The comment period on the preliminary draft regulation is open until January 11, 2010.
In November, 2009, both New York and Illinois passed legislation aimed at financing clean energy projects. On November 20, New York Governor David Paterson (D) signed S. 66004, a bill allowing local governments in the state to take part in the “property-assessed clean energy” (“PACE”) pilot program created by the federal government. Under the PACE program, governments may make loans to owners of residential and commercial property to fund energy efficiency and renewable energy projects approved for their properties. Those loans can then be paid back via additional charges on the borrowers’ property tax bill.

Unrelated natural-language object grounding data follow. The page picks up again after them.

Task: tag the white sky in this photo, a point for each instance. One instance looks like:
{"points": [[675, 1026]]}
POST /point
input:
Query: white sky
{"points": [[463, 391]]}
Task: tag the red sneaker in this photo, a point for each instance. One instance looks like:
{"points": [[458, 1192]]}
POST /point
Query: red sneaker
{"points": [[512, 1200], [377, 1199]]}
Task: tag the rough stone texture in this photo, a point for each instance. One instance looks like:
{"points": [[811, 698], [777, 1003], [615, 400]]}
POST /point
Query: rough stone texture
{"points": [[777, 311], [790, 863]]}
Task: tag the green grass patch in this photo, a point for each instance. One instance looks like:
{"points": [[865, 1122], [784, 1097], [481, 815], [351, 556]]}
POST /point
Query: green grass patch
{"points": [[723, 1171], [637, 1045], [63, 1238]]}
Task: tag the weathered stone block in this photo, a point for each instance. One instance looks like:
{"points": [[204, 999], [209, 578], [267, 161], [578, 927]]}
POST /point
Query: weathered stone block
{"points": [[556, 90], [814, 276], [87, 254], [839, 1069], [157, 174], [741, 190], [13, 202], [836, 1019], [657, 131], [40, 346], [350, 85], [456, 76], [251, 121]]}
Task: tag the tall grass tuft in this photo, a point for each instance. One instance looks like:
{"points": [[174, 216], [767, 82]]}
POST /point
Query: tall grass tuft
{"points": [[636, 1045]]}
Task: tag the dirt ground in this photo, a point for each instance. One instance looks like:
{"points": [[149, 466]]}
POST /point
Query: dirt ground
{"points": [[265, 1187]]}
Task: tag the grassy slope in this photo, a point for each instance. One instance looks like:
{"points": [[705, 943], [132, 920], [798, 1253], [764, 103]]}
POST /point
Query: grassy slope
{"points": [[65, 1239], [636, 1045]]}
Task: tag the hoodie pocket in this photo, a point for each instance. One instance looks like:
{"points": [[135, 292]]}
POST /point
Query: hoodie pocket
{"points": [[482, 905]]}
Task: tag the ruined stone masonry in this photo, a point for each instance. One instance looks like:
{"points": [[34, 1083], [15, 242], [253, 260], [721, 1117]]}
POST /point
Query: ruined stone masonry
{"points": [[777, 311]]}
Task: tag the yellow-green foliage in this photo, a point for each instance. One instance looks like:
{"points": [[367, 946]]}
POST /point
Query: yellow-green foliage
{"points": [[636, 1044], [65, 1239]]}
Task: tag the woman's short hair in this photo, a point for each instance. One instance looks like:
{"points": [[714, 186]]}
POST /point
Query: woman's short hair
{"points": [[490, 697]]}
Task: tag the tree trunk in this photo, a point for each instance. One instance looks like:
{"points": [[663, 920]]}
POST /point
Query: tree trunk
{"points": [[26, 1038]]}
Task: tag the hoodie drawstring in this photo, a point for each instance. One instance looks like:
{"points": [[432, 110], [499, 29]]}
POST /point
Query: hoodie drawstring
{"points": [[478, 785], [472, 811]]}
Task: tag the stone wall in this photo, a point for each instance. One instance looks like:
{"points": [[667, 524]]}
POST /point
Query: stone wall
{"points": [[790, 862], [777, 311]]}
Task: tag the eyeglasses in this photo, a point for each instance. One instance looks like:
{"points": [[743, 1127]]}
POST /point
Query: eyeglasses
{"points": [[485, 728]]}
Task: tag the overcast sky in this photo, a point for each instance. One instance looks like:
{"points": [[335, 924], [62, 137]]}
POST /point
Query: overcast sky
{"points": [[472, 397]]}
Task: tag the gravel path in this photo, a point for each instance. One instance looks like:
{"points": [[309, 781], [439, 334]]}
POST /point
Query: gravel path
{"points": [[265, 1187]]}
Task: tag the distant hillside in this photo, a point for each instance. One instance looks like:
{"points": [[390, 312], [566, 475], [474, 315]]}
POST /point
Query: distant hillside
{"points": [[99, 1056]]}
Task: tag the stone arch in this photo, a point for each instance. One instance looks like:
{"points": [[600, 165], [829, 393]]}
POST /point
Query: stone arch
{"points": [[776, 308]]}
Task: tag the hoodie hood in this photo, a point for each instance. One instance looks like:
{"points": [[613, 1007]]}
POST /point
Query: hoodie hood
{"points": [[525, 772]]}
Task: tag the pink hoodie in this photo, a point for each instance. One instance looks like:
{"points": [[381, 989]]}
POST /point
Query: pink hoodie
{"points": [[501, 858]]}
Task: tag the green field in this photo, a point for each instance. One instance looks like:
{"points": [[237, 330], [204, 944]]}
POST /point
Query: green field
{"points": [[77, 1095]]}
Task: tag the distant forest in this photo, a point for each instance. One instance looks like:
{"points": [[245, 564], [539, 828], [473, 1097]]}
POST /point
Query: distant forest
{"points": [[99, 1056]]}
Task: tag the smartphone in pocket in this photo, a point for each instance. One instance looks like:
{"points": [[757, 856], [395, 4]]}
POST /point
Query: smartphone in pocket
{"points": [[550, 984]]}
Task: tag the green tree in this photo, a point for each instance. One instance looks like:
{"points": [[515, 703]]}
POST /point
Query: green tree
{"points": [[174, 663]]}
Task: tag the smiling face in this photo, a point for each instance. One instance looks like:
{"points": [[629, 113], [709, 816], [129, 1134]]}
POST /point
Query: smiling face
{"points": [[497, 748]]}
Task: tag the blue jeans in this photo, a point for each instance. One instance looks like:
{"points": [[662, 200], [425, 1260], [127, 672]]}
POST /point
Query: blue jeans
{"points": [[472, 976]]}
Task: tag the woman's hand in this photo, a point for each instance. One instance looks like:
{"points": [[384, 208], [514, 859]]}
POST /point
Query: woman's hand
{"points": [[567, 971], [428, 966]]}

On November 12, Illinois Governor Pat Quinn (D) signed a bill authorizing the Illinois Finance Authority ("IFA") to issue bonds to fund “clean coal,” energy efficiency, and renewable energy projects in the state, as well as to guarantee bonds used to finance those types of projects. The bill, Senate Bill 390, limits funding for pipelines for sequestering CO2 and for “carbon abatement technology” at current coal-fired energy generation facilities to $500 million, and funding for transmissions lines to connect new sources of power with delivery points to $300 million. “Clean coal” projects and energy efficiency projects may be funded up to $2 billion each, with no individual borrower receiving more than $450 million. The bonds authorized by the bill will not be debts of the State of Illinois, but rather will be “payable solely from the revenues, income or other assets of the [IFA] pledged therefor.”